A total of 153 children were considered to present nonspecific low back pain during the previous year. The determinant factors appear to be greater age, the male sex, larger height, increased weight, dissatisfaction with school chairs, the clinical presentation of back pain in at least 1 parent, and coexisting anatomic orthopedic conditions. On the contrary, the weight of the school bag, the way in which it was carried and participation in sports, as well as the time spent by children in front of the TV or PC playing video or play station games, did not appear to have a statistically significant correlation with its appearance. In general, passive smoking does not appear to be a risk factor (P[r] = 0.341), and does not seem to play a leading role in the etiology of the condition. Furthermore, even the heaviness of parental smoking (over 20 cigarettes a day) does not seem to alter the appearance of the disease. The effect of nonspecific low back pain in children's activities was measured using Hannover Functional Ability and Rolland Morris questionnaires, appropriately modified to childhood, where he found a moderate or severe restriction of activity in 23.52% (score >5) and 19.61% (score >6), respectively.

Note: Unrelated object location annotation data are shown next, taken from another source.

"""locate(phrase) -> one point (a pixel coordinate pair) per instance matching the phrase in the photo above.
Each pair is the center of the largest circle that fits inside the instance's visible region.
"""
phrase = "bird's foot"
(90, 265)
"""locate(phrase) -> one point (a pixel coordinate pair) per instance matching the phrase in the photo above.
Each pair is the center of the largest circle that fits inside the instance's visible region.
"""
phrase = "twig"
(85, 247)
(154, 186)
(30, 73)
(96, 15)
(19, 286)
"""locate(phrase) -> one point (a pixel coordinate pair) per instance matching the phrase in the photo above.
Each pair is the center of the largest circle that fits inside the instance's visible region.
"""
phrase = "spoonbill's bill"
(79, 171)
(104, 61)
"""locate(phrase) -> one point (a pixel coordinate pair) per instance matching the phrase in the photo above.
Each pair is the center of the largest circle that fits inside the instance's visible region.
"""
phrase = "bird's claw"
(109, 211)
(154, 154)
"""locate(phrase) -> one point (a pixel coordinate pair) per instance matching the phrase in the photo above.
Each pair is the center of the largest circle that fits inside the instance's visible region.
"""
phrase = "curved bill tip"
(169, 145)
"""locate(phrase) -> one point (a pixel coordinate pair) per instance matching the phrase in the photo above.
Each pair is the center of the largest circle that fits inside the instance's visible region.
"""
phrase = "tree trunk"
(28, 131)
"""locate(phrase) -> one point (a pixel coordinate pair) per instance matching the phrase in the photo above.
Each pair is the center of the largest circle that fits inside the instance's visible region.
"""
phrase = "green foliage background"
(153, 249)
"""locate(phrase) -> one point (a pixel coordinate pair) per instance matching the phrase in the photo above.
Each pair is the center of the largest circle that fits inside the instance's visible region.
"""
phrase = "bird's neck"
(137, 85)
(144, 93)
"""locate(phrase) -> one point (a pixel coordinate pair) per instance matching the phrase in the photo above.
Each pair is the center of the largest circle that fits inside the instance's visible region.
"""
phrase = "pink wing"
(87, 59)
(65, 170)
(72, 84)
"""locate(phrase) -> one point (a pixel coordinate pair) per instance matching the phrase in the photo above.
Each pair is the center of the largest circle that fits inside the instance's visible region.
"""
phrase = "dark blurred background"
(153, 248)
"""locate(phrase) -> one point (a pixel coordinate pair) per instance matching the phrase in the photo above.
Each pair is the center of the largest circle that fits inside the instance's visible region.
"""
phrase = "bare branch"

The data analysis shows that nonspecific low back pain in children is a benign disorder with an unknown pathophysiological mechanism. Many anthropometric characteristics and environmental factors are implicated, but to a different degree each time. Passive smoking as well as the heaviness thereof does not appeal to play in important role in its clinical presentation. Further investigation is deemed necessary to determine the existence of other risk factors, as well as the level of their participation in the condition's pathophysiology.
与过去的观点相反,非特异性下腰痛在儿童中较为常见,但目前其病理生理学仍不清楚。尽管许多因素与该病的发生有关,但结果往往相互矛盾。
我们的研究旨在检验国际文献中已提出的大部分病因,以及以前未研究过的被动吸烟对该病临床表现的影响。这是一项回顾性研究,调查了儿童到我科就诊前 12 个月内非特异性下腰痛的症状。该研究纳入了 692 名 7.5 至 14 岁的儿童。研究数据通过半结构式问卷收集,问卷中包含了开放式和封闭式问题,随后在儿童就诊时进行了体格检查。
共有 153 名儿童在过去一年中出现非特异性下腰痛。具有决定意义的因素似乎是年龄较大、男性、身高较高、体重增加、对学校椅子不满意、至少有 1 名家长有背痛病史,以及并存解剖学骨科疾病。相反,书包的重量、携带方式以及参与运动的情况,以及儿童在电视或 PC 前玩视频或游戏的时间,与该病的出现似乎没有统计学上的显著相关性。一般来说,被动吸烟似乎不是一个危险因素(P[r]=0.341),并且在该病的病因学中似乎没有起主要作用。此外,即使父母吸烟量较大(每天超过 20 支香烟)也似乎不会改变疾病的出现。通过适当修改为儿童使用的汉诺威功能能力和罗尔丹·莫里斯问卷来测量非特异性下腰痛对儿童活动的影响,发现 23.52%(评分>5)和 19.61%(评分>6)的儿童活动受到中度或严重限制。
数据分析表明,儿童非特异性下腰痛是一种良性疾病,其病理生理学机制尚不清楚。许多人体测量特征和环境因素都与该病有关,但每次的关联程度不同。被动吸烟及其严重程度似乎在其临床表现中没有起到重要作用。需要进一步研究以确定其他危险因素的存在及其在该病病理生理学中的参与程度。